NFL Players Double Down, Lobby for an 'Activism Awareness Month'

(AP Photo/John Froschauer)

The NFL is off to a bit of a rocky start this year, and we are only three weeks into the season.

The on-field product has been lacking so far.

The first two weeks of the NFL’s regular season have been, for lack of a better word, boring. Either the games were low-scoring affairs, like the combined 12 points the Buffalo Bills and Carolina Panthers managed on Sunday, or left little doubt as to the outcome, such as the Denver Broncos steamrolling the Dallas Cowboys by 25.

The average scoring output has been so puny — 20.3 points per game per team — it qualifies as the lowest average for the first two weeks of the season since 2010. Yet the average margin of victory is 12.9 points per game, the highest since 2011. With the games either low-scoring or lopsided, the NFL has been an early-season snoozefest.


That is part of the reason that the ratings dive from last season is continuing.

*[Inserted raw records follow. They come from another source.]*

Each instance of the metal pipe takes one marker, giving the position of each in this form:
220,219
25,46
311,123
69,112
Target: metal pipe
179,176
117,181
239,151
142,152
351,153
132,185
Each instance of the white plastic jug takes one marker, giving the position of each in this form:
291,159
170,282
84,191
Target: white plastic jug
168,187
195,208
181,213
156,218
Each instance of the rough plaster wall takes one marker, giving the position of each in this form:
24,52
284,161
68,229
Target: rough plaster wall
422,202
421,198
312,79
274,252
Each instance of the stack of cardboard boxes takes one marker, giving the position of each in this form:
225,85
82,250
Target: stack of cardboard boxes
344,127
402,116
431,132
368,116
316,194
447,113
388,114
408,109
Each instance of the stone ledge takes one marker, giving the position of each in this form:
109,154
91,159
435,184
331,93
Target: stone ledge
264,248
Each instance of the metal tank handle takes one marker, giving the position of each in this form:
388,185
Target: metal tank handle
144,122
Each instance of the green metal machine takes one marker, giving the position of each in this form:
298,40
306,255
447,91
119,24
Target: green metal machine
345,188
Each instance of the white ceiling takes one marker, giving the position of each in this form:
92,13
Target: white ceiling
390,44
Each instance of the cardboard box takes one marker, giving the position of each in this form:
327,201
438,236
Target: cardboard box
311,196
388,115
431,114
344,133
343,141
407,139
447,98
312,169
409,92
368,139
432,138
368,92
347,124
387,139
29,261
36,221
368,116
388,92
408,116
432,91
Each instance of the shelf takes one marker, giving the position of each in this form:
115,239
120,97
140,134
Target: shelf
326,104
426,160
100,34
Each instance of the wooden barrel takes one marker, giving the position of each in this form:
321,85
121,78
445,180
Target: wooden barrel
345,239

Another reason, and a bigger one for many hardcore fans like myself, is the ongoing disrespect being displayed during the national anthem by players who want to make political statements. The league and most of the owners continue to take the stance that the players have a “right” to do this. I addressed that absolute nonsense last week.

As with all social justice protests, the first capitulation is never enough. The NFL’s weakness on the matter is prompting some of the players to demand more.

Four NFL players petitioned Commissioner Roger Goodell last month, asking in a memo that the league support players as they speak out on social issues and calling for the designation of the month of November to activism awareness, just as the league does for other causes.

The 10-page letter, written by active players Michael Bennett, Malcolm Jenkins and Torrey Smith and the retired Anquan Boldin, shows that NFL players are showing no inclination to “stick to sports” in the debate that began in the summer of 2016, when Colin Kaepernick made a statement about police brutality and social injustice by refusing to stand for the national anthem.


What fun! After spending October talking about breast cancer while watching three-hundred-pound men wearing pink shoes, November can be all about politics.

The league caved a little last season and allowed the players a week to focus on activism:

Last year, the NFL took step toward letting players support their causes by designating Week 13 “My Cause, My Cleats” week and declining to fine players for uniform violations that extend to footwear. For one week, players could wear cleats with a message supporting whatever cause they liked.

No one wants to be lectured about politics (from either  side of the aisle) or activism while watching a game. The fans like me who grew weary of Kaepernick’s antics last year and are watching less this year probably won’t enjoy a month of having this shoved down their throats because a handful of players hijacked the game.

This trend started before Kaepernick, actually. For several seasons now, the annoying little garden gnome Bob Costas has been lecturing viewers on various lefty political issues during Sunday Night Football games on NBC.

Maybe it’s time for Roger Goodell and the other league officials to start listening to the thousands and thousands of fans who are not watching anymore rather than the tantrums of four or five spoiled millionaires who don’t want to be told what to do at work.